Stale placement groups
The ceph health command lists some placement groups (PGs) as
stale.
HEALTH_WARN 24 pgs stale; 3/300 in osds are down
What this means
The Monitor marks a placement group as stale when it does not receive any status update from the primary OSD of the placement group’s acting set or when other OSDs reported that the primary OSD is down.
Usually, PGs enter the stale state after you start the storage cluster and until the peering process completes. However, when the PGs remain stale for longer than expected, it might indicate that the primary OSD for those PGs is down or not reporting PG statistics to the Monitor. When the primary OSD storing stale PGs is back up, Ceph starts to recover the PGs.
The mon_osd_report_timeout setting determines how often OSDs report PGs
statistics to Monitors. By default, this parameter is set to 0.5, which means that
OSDs report the statistics every half a second.
For more information, see Monitoring Placement Group Sets and Down OSDs.
Troubleshooting this problem
-
Use the ceph health detail to identify which PGs are stale and on what OSDs they are stored.

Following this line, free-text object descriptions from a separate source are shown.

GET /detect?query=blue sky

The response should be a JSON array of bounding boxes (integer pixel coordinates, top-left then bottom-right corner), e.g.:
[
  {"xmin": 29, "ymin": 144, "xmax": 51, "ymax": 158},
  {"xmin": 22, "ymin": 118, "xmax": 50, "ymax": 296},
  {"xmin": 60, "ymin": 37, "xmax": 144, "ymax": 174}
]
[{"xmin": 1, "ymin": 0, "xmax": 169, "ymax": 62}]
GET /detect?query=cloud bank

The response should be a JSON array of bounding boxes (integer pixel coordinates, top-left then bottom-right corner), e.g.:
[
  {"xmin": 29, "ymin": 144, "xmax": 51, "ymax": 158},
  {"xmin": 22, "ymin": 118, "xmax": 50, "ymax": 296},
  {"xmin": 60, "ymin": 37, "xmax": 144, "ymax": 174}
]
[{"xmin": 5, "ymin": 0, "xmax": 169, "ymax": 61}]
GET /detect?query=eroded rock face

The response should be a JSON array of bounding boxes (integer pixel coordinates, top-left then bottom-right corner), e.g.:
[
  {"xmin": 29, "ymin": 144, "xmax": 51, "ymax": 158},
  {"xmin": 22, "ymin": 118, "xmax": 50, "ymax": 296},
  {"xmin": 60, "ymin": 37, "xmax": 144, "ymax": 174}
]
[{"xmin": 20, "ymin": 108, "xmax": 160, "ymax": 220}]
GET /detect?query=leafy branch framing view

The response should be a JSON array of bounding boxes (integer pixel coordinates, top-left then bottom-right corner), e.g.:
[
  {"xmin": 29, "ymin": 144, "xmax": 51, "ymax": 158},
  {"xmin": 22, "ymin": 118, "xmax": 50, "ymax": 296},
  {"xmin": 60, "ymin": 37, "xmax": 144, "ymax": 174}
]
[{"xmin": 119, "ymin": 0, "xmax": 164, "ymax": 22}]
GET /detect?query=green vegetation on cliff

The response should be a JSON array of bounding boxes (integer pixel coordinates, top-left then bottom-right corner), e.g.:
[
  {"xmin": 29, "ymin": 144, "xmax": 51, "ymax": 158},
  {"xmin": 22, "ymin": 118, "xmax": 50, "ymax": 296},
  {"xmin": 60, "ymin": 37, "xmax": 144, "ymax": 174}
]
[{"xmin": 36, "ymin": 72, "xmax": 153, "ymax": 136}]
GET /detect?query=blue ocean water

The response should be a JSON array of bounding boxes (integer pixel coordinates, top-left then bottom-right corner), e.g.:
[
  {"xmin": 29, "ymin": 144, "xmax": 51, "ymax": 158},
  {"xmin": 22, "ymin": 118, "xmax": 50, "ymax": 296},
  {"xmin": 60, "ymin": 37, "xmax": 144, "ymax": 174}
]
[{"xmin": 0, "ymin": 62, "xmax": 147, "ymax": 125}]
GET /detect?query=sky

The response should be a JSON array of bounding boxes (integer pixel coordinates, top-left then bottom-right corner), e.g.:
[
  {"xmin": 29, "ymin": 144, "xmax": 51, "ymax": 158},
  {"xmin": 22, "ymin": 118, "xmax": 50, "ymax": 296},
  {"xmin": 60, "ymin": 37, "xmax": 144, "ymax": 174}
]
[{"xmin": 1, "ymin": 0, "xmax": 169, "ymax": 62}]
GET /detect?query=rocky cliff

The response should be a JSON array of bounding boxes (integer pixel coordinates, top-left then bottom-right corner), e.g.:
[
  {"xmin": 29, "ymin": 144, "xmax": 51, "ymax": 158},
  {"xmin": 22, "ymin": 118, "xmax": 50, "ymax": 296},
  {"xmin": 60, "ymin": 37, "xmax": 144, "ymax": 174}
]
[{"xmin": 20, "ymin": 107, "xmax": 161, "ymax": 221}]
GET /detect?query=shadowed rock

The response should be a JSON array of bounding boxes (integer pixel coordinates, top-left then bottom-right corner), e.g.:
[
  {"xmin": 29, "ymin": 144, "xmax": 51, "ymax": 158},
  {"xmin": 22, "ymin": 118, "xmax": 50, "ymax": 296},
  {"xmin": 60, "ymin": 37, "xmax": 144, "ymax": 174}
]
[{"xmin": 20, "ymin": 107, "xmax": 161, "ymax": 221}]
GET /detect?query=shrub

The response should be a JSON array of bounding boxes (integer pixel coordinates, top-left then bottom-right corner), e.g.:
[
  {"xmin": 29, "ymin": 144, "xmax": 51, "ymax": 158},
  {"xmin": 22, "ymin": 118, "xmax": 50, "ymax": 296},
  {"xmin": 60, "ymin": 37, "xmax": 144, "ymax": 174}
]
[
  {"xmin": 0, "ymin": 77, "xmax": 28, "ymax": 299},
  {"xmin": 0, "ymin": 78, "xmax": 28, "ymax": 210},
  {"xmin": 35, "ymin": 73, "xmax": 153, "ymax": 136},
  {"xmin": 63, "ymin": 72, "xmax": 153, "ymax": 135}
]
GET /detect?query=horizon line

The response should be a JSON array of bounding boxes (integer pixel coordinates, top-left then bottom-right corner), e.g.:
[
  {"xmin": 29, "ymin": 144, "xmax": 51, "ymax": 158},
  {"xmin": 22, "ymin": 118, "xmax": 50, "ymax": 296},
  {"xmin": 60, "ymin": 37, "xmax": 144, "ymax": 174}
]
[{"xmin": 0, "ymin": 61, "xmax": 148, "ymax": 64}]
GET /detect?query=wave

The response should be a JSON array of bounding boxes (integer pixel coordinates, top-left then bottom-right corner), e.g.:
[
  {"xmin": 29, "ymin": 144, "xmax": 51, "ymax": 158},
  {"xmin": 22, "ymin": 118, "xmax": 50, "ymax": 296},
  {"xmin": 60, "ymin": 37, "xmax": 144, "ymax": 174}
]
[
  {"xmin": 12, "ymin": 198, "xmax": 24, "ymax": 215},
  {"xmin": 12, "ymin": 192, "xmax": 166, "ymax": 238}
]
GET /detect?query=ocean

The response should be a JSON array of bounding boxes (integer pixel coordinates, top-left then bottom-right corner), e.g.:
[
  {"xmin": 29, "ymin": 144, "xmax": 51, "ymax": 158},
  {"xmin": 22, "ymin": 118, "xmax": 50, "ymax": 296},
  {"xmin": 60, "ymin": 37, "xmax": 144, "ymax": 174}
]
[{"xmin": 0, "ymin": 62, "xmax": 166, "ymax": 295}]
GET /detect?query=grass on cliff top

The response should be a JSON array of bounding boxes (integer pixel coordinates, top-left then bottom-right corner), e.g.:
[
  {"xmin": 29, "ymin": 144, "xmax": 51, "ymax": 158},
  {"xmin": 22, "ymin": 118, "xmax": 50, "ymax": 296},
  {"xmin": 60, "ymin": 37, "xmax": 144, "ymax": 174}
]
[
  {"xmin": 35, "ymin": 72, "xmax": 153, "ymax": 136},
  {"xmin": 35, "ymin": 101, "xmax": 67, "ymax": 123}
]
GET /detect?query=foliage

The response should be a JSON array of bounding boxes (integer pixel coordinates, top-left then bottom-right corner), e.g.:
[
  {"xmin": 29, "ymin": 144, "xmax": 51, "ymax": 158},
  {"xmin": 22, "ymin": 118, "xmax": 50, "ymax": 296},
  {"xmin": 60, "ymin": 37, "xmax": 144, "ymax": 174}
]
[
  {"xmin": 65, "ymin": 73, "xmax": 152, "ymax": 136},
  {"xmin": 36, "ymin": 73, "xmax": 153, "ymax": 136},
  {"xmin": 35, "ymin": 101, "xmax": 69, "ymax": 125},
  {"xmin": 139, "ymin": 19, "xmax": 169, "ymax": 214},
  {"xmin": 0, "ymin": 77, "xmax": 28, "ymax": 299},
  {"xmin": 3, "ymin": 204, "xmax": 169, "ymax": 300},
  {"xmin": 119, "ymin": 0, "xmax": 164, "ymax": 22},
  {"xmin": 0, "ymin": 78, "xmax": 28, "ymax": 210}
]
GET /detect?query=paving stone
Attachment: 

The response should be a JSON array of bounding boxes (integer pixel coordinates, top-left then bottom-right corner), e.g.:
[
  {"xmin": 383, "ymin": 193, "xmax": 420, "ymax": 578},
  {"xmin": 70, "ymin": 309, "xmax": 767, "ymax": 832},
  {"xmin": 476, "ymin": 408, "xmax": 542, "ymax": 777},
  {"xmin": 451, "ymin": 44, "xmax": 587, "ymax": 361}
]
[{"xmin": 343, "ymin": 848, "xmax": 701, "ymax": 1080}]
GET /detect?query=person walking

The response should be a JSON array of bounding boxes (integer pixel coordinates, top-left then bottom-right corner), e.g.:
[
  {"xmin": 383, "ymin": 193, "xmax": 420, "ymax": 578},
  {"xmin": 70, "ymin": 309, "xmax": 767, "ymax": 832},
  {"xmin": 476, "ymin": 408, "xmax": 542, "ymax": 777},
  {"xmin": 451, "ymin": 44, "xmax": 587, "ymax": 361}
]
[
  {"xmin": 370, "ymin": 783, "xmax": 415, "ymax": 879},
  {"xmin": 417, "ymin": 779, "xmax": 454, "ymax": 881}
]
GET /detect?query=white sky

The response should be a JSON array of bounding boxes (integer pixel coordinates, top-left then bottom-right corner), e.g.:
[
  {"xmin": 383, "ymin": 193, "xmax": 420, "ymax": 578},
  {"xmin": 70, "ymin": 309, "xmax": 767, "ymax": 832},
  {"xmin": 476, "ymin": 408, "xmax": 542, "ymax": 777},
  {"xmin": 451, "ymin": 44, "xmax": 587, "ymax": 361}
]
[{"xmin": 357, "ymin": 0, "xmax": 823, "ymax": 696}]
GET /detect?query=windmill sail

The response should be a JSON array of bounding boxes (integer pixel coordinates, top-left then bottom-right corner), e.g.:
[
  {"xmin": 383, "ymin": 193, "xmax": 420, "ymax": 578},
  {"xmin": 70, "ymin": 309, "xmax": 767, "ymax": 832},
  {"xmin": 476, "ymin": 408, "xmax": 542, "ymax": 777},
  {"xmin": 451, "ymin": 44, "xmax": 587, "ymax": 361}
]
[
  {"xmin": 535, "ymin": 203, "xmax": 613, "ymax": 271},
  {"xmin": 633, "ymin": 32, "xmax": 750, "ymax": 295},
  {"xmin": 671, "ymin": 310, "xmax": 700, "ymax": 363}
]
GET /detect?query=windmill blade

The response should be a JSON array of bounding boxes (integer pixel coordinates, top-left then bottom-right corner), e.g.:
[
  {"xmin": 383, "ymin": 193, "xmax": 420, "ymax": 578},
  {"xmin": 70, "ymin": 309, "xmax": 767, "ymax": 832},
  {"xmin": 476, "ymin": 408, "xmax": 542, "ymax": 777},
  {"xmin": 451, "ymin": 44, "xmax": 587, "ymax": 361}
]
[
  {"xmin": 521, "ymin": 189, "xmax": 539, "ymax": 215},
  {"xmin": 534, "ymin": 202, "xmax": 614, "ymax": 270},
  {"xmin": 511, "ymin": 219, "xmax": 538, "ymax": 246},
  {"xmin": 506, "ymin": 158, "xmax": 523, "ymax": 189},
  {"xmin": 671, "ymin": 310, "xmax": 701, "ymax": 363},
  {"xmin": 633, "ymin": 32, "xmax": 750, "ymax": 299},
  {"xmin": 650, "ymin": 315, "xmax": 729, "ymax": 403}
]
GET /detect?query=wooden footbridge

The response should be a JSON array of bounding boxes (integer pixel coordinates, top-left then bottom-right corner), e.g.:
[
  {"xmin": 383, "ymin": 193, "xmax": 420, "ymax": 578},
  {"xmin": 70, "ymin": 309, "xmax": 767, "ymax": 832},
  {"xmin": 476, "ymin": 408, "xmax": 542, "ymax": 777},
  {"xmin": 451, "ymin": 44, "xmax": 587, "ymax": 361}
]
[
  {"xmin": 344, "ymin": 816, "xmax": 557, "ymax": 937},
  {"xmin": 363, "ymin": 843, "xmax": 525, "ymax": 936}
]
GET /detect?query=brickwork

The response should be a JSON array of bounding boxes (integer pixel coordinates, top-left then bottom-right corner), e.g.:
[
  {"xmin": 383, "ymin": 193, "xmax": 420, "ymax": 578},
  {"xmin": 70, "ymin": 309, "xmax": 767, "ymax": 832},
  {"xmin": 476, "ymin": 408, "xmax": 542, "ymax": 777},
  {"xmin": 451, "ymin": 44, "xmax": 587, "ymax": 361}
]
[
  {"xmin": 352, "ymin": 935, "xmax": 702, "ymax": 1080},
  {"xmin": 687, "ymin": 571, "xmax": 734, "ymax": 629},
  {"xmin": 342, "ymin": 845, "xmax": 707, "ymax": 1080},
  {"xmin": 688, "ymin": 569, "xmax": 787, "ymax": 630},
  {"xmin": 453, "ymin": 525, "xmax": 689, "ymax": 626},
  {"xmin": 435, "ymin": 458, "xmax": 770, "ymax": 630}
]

The error message includes information similar to the following example:
[ceph: root@host01 /]# ceph health detail HEALTH_WARN 24 pgs stale; 3/300 in osds are down ... pg 2.5 is stuck stale+active+remapped, last acting [2,0] ... osd.10 is down since epoch 23, last address 192.168.106.220:6800/11080 osd.11 is down since epoch 13, last address 192.168.106.220:6803/11539 osd.12 is down since epoch 24, last address 192.168.106.220:6806/11861
-
Troubleshoot any problems with the OSDs that are marked as down.